We run multiple complex transactional business workflows. Right now, our synchronous REST architecture struggles whenever incoming traffic volumes surge. How should we refactor our using message queues to handle intensive computation tasks asynchronously without lagging?
3 answers
Moving long-running tasks out of your main request-response cycle is vital for sustaining rapid system execution. You can integrate message brokers like Apache Kafka or RabbitMQ directly into your architecture. When a user creates a complex transaction request, write a light message payload into a queue and immediately return an HTTP accepted status code to the client application. Build decoupled consumer microservices to pull tasks from those message streams and run background calculations, ensuring your web layer remains unblocked.
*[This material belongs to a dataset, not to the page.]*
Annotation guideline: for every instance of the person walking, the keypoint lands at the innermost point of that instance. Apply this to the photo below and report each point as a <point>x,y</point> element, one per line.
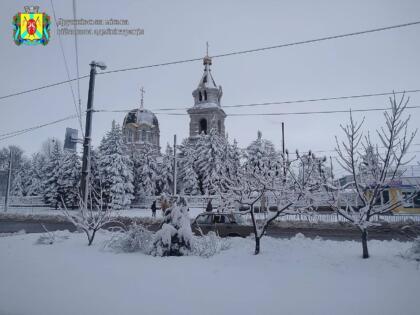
<point>209,207</point>
<point>153,207</point>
How do you plan to handle error recovery and state tracking for clients when a background message processing task fails downstream? If the user gets an immediate success response but the worker thread crashes later, how does your system notify them about the transaction failure?
You can also try using Spring's built-in Async annotation for simpler internal operations that do not require full-blown enterprise messaging brokers.
Good tip, Cynthia, but warning to others: make sure you configure a custom thread pool executor for that annotation. Leaving it to default settings can lead to out-of-memory errors because it uses unbounded task queues by default under extreme production pressure.
Gregory, we manage that scenario by establishing dead-letter queues alongside a polling endpoint or WebSocket channel. The client gets an initial correlation tracking identifier, and our backend pushes real-time websocket status notifications if a processing error occurs deep inside the asynchronous worker pipeline.